The Walla Walla Council -- like every city council and county commission in Washington state -- faces some very tough decisions.
The Great Recession continues to gnaw at tax collections, leaving local governments with too few dollars to fund next year what could be funded this year. That mean spending must be reduced, taxes increased or a combination of both.
Last week Walla Walla City Council members were asked to raise taxes and fees relating to property, garbage, building construction and a few other areas.
The Council members did their jobs well. They took a thoughtful approach to the issues and, we believe, made the right call on the questions before them.
City officials had recommended an across-the-board increases of nine percent for landfill rates and six percent for sanitation rates, which would have raised the cost for the standard residential 96-gallon curbside service from $19.04 to $20.20 a month.
Council member Dominick Elia led the charge against the rate increase arguing the private sector is forced to make cuts and the city should do the same. The Council, by a 4-3 vote, agreed with Elia.
The city utility bill has been going up and it will continue to go up because of agreed-upon rate hikes to reconstruct the failing pipes city under the streets. Adding another hike as people are coping with the lousy economy is just too much.
And we also think Council members made the right call in vetoing a hike in building and permit fees by not taking action.
The city was looking for a five percent across-the-board rate increase for services provided by the Development Services (planning department).
Council members wisely scoffed at the idea for two very good reasons. They didn't see the need to increase building fees when construction is down and when the city's planning department is in the midst of merging with the county's planning department.
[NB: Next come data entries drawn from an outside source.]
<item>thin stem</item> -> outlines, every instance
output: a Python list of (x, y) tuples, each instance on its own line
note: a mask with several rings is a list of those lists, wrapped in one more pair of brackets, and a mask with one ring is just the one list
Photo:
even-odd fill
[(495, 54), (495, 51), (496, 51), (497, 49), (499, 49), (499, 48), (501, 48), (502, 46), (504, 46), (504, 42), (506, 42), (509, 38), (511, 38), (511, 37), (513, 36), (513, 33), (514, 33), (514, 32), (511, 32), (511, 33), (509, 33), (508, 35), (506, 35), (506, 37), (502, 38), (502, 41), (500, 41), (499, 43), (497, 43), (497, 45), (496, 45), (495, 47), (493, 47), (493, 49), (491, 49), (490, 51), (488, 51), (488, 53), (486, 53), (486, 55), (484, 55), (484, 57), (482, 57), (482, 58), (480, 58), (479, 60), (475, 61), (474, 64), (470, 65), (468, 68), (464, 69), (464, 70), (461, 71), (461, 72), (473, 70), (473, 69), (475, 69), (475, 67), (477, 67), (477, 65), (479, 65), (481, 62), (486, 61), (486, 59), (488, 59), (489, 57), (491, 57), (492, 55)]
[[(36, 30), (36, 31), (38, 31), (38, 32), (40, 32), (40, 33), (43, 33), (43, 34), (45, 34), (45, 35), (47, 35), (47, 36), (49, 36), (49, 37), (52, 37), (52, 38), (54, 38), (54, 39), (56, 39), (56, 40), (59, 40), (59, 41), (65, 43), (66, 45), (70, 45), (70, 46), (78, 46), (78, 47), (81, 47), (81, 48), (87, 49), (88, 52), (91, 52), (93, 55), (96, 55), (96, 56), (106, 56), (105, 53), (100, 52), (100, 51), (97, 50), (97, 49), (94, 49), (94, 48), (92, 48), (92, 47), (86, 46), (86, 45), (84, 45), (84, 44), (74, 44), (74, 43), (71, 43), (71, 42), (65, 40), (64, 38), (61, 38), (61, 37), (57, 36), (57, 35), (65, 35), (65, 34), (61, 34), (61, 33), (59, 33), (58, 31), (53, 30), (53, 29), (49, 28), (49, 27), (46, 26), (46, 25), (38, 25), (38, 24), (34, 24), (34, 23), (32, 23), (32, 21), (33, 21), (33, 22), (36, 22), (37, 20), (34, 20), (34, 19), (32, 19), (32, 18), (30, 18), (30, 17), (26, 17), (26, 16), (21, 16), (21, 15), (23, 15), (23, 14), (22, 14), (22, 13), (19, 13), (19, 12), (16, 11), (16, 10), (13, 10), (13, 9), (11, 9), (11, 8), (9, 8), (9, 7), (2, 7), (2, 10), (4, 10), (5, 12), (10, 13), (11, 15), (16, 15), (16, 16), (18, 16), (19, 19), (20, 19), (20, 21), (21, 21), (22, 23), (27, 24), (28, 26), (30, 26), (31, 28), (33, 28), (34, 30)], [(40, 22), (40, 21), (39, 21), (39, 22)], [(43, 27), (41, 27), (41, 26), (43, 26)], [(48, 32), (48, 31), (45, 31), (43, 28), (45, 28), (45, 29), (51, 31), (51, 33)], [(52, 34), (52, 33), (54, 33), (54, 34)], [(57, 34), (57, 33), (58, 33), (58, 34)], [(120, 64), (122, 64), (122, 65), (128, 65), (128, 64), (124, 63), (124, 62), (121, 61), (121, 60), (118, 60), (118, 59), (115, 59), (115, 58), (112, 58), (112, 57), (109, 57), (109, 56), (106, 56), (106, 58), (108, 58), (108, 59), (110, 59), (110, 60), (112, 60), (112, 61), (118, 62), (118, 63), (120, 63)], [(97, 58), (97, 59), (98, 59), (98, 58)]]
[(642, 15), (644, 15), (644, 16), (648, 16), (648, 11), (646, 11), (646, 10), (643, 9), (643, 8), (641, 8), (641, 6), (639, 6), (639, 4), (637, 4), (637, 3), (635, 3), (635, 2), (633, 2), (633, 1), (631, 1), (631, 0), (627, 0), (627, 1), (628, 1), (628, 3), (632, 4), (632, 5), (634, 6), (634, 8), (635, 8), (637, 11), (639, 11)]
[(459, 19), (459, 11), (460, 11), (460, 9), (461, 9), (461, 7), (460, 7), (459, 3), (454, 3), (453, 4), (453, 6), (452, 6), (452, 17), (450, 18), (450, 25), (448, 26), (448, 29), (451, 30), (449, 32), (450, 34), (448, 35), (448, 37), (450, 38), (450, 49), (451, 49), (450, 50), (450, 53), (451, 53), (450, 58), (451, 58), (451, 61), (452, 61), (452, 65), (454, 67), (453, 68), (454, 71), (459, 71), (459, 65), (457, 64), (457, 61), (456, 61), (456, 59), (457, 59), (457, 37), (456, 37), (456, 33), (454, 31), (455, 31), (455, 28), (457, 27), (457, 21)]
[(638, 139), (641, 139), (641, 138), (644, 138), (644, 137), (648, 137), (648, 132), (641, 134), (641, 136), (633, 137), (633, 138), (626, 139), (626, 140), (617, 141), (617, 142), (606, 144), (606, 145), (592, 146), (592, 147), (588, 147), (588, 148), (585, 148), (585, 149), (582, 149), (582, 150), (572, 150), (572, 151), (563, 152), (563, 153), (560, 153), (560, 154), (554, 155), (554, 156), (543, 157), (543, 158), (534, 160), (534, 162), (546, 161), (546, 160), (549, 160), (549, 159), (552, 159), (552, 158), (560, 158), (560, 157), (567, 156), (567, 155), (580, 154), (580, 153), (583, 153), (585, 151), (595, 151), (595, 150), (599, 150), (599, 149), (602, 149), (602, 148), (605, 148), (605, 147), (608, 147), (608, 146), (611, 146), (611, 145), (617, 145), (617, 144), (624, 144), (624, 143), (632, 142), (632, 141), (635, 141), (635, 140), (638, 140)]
Council member Jerry Cummins also railed, and with good reason, that the proposed rate increases should have been based on the actual cost of those specific services rather than a flat five percent.
"It looks like we are increasing just to raise fees," Cummins said.
But Council did approve some fees and a tax. It unanimously approve increasing ambulance fees and restructuring overdue fees for the library. The increases were justified and reasonable.
And the Council, by a 4-3 vote, gave the OK to collect one percent more in property tax next year. That does not necessarily mean individual property owners will see a one percent increase in their taxes. Those rates are adjusted annually based on what the home was valued at by the County Assessor's Office. This move will have a relatively small impact on individual home owners but will provide a significant revenue to the city.
The Council is going to have to make some deep cuts in the weeks ahead, and that means some difficult decisions. Last week's decisions were hard. Council members made them prudently.